オンライン・アイデンティティを決定するのは、ネットに公開される本人の写真である。中川友里さんはそこで多様な変身を見せる。本物の彼女はいったいどれなのかと、見る者を惑わすくらいである。
とくに大きな変身を見せるのが、彼女がセルフディレクションしたファッション写真の上である。
「仕事での撮影とは全く別に、自分が撮りたい写真を撮ります。自分をプロモーションするブックに載せるための“作撮り”ですが、ネットでも公開します。」
セルフディレクションする撮影では、カメラマンさんと協働、時々ヘアメイクさんとも協働するが、その他は全て、衣装も、小物も、セットも彼女自身で準備する。しかも既製品を用いず、自作することが多い。
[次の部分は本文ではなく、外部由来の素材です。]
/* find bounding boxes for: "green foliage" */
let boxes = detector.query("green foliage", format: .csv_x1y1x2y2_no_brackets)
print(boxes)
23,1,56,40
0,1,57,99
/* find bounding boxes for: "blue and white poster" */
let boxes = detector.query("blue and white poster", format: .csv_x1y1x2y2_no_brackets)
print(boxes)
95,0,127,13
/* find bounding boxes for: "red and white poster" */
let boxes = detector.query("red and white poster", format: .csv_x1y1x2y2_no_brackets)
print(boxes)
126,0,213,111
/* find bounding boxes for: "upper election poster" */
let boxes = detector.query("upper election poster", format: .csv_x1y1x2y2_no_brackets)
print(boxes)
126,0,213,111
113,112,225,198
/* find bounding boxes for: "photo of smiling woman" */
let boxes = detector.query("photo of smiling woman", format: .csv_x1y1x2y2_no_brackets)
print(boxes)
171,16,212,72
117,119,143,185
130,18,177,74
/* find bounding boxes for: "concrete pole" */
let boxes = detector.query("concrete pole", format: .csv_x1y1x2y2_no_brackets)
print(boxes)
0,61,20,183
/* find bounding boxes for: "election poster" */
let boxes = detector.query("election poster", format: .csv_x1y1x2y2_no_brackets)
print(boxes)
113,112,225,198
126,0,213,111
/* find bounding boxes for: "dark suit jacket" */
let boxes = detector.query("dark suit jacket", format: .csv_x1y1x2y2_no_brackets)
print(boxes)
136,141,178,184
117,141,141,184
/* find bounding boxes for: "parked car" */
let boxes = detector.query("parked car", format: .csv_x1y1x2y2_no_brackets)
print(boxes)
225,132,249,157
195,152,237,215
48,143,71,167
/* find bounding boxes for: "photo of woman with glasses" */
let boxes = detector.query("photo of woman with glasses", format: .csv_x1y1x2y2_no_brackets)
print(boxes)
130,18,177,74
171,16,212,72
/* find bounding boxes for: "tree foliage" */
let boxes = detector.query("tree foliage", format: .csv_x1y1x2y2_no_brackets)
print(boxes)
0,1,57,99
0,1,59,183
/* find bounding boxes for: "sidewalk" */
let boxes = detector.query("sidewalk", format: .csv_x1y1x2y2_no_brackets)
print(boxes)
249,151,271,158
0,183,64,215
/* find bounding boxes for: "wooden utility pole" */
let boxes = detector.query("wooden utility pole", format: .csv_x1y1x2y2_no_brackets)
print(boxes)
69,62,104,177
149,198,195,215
「例えば、この写真は、髪の毛が個体から液体に状態変化する瞬間を切り取りたいと思いました。」
まずは頭の中にイメージを描く。
「スライムを作るため、洗濯のりとホウ砂と絵の具を買ってきて、撮影前日、夜な夜な練りました。あと、オーロラフィルムを買ってきて、それをクラッシュさせて、カメラのレンズのまわりに付けさせてもらいました。光を乱反射させて、ベールをかぶせたように撮りたかったからです。材料はいつも100円ショップへ見に行って、無ければ東急ハンズ、手芸屋さんなど行って揃えます。」
下記のWEBサイトを見れば、彼女の他のセルフディレクションの写真も多数見ることができる。
http://darayunya.blogspot.jp/
そのほとんどが、このように彼女の手作りで作られている。
しかしこうした制作は、経験知がないとできないはずだ。彼女がそれをなんなく行うには理由があった。
「もともとコスプレが好きなんです。高校生くらいからやっていて、大学の学園祭の時も、毎年、何かしらのコスプレをして、カラオケ大会に出たり、模擬店をやったりしていました。綾波レイなんかもやったことあります。大学4年生くらいからは、キャラクターの格好ではなく、オリジナルのコスプレを始めました。この花魁の格好をした写真などはその頃のものです。」
彼女のファッションの源流には、コスプレがある。実は、原宿系ストリート・ファッションのリーダーたちには、かつてコスプレに親しんでいた人が多いと言う。
「当時は友達と2人でスタジオを借りて、やるなら本気の作品にしたかったので、プロのカメラマンさんを頼んだりしました。友達は私とやりたいものは違ったけれど、2人でスタジオ借りた方が安いから、それぞれ2個ずつ撮りたいものを考えてくるなどして、スタジオとカメラマンさんを頼むのに1回5万円くらいだったから、1人はその半分。一回の撮影は貴重だから、企画をよく練って、準備を入念にしてのぞみました。」
衣装もセットも自作し、できる限り低コストに、できる限り本格的に撮影するのは、コスプレで培われたノウハウだったのだ。彼女がネットで多様な変身を見せることも、コスプレの延長だと考えると理解しやすい。コスプレのモチーフを、漫画やアニメのキャラクターから、今では自分の頭に描くイメージへ変えて、クリエーションする。彼女は「オンライン・アイデンティティのクリエーター」だと私は考える。